Being treated unfairly at work can make even your dream job something you dread. Unfair treatment can come in a variety of forms, from workplace bullying or harassment to sexual harassment to being denied the raise or promotion you've earned, but it's never right, as all employees deserve to feel safe.
This guide will first go through different types of unfair treatment in the workplace and what you can do to address them, and will then go into detail about what to do when the perpetrator is a colleague versus when they are management.
Types of Unfair Workplace Treatment:
Bullying and Harassment
Some common examples of workplace bullying include spreading malicious rumors, excluding someone from work-related social activities, and undermining them constantly. It is important to note that while bullying someone isn't illegal (but can still be addressed) harassment is illegal.
If the unfair behavior is based on age, sex, race, gender, disability, religion or sexual orientation, it's illegal harassment, and you should contact an employment rights advisor, because laws on harassment aren't easy to interpret.
Even if their actions aren't illegal, you should still take steps to ensure you receive fair treatment. A good first step is to approach a line manager or human resources representative, as they can potentially intervene.
You should also make notes on the specifics of the unfair treatment, as these can be referenced later if the issue requires an employment tribunal or workplace mediation. If you work for a company without an established grievance policy, you can contact the Advisory, Conciliation and Arbitration Service (ACAS) for help.
Unwanted Advances/Sexual Harassment
Another common problem in the workplace is a co-worker who won't stop asking you on dates. If a co-worker is persistent and annoying, you may first want to address them in person and explain why their behavior makes you feel uncomfortable. If they persist, then you should talk to an HR representative.
However, sometimes a line is crossed and the treatment becomes sexual harassment. Workplace sexual harassment is legally defined as either quid pro quo or hostile work environment. The former refers to when a boss or manager threatens to withhold promotion unless an employee performs sexual favors or promises promotion in return for sexual favors.

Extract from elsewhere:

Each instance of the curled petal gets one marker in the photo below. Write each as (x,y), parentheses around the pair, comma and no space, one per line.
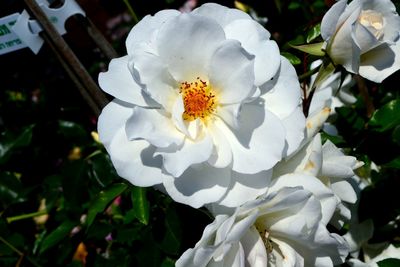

A hostile work environment can occur from either physical abuse, such as groping, or verbal abuse, such as unwanted sexual advances or making offensive sexual jokes. If you think you might be a victim of workplace sexual harassment, then you should consult your company's HR policy on sexual harassment or, in more severe cases, contact a lawyer.
Unequal Treatment from Management
Your employer or manager can participate in unfair workplace treatment in a variety of ways. The types of bullying or harassment discussed above can be committed by a manager or employer as well as co-workers, but because they are in a position of power, your manager or employer may also treat you unfairly by denying you a promotion you earned, offering you little or no desirable projects, or firing you without reason.
While this kind of treatment from management can and should still be addressed, the process can be slightly different than for dealing with a colleague. Here's a brief explanation of steps you can take to address unjust treatment from either an employee or employer/management:
If the offender is a co-worker, first meet with them privately if you feel comfortable doing so. If you feel uncomfortable, or if they continue the unwanted behavior, contact a supervisor or HR representative.
If you think that the reason for the treatment is discriminatory and based on your race, gender, sexuality or religious beliefs, a good step can be to file a formal complaint with the Equal Employment Opportunity Commission. The EEOC specializes in these types of cases, and they will both investigate your claim and also work with management to resolve the issue(s).
In some cases, the best first step is to talk to your employer and see if the situation can be resolved. However, often you will feel intimidated because of the position of power your employer or manager holds. A good step in this case is to file a complaint with your HR department, as they can address the issue even when the perpetrator is the employer.
If your claim is based on illegal discrimination or harassment, your company will be required to investigate and assure fair treatment in the future. In addition, it is also important to know that you cannot be adversely affected for filing a complaint, as employer retaliation based on a complaint being filed is illegal.